Search code examples
hivewindowhqlclause

Hive HQL - optimizing repetitive WINDOW clause


I have following HQL

SELECT count(*) OVER (PARTITION BY identity.hwid, passwordused.domain ORDER BY event.time ROWS BETWEEN CURRENT ROW AND 2 FOLLOWING) pocet,
       min(event.time) OVER (PARTITION BY identity.hwid, passwordused.domain ORDER BY event.time ROWS BETWEEN CURRENT ROW AND 2 FOLLOWING) minTime,
       max(event.time) OVER (PARTITION BY identity.hwid, passwordused.domain ORDER BY event.time ROWS BETWEEN CURRENT ROW AND 2 FOLLOWING) maxTime 
FROM t21_pam6

How can I define the 3 same WINDOW clauses into one?

The documentation (https://cwiki.apache.org/confluence/display/Hive/LanguageManual+WindowingAndAnalytics ) shows this example

SELECT a, SUM(b) OVER w
FROM T;
WINDOW w AS (PARTITION BY c ORDER BY d ROWS UNBOUNDED PRECEDING)

But I don't think it's working. It's not possible to define WINDOW w as... is not a HQL command.


Solution

  • This type of optimization is something that the compiler would need to do. I don't think there is a way to ensure this programmatically.

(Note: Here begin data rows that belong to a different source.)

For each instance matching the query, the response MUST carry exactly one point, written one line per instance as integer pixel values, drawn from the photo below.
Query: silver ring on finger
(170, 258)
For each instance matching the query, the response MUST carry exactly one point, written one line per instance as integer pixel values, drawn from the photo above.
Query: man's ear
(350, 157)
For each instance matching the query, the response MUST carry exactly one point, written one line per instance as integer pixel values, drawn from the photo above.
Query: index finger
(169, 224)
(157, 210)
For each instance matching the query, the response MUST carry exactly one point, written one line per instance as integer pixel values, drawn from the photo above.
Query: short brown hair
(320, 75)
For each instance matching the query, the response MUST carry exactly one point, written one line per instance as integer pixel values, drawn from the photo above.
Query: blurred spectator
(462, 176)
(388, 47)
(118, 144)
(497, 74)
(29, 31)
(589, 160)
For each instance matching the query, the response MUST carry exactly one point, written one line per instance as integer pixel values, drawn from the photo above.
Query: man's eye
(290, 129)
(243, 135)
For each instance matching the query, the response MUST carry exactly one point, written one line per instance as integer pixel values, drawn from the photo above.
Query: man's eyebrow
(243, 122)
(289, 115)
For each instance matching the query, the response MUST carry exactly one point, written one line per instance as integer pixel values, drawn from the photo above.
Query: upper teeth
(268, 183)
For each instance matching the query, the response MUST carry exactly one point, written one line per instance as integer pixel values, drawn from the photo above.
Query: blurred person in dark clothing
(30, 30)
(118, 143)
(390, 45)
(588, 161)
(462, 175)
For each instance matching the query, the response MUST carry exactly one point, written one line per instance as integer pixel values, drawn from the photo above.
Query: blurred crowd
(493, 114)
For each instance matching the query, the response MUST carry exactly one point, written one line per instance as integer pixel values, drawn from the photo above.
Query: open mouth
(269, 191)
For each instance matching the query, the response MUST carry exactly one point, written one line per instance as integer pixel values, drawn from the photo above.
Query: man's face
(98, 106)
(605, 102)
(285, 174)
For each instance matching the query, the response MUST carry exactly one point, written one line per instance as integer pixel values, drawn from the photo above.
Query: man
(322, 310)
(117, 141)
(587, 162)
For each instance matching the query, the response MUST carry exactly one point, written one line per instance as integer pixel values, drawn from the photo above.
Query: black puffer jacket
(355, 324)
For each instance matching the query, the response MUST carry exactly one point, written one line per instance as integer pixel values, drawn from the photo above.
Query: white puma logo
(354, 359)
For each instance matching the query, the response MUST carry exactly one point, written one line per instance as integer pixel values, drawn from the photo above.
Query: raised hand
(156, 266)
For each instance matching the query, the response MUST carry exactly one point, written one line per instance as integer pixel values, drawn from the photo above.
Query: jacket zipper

    That said, the calculation for the minimum time is totally unnecessary. Because of the order by, it should be the time in the current row. Similarly, if you can handle null values, then the expression can be simplified to:

    SELECT count(*) OVER (PARTITION BY identity.hwid, passwordused.domain ORDER BY event.time ROWS BETWEEN CURRENT ROW AND 2 FOLLOWING) pocet,
           event.time as minTime,
           lead(event.time, 2) OVER (PARTITION BY identity.hwid, passwordused.domain ORDER BY event.time) as maxTime 
    FROM t21_pam6;
    

    Note that the maxtime calculation is slightly different because it will return NULL for the last two values matching the conditions.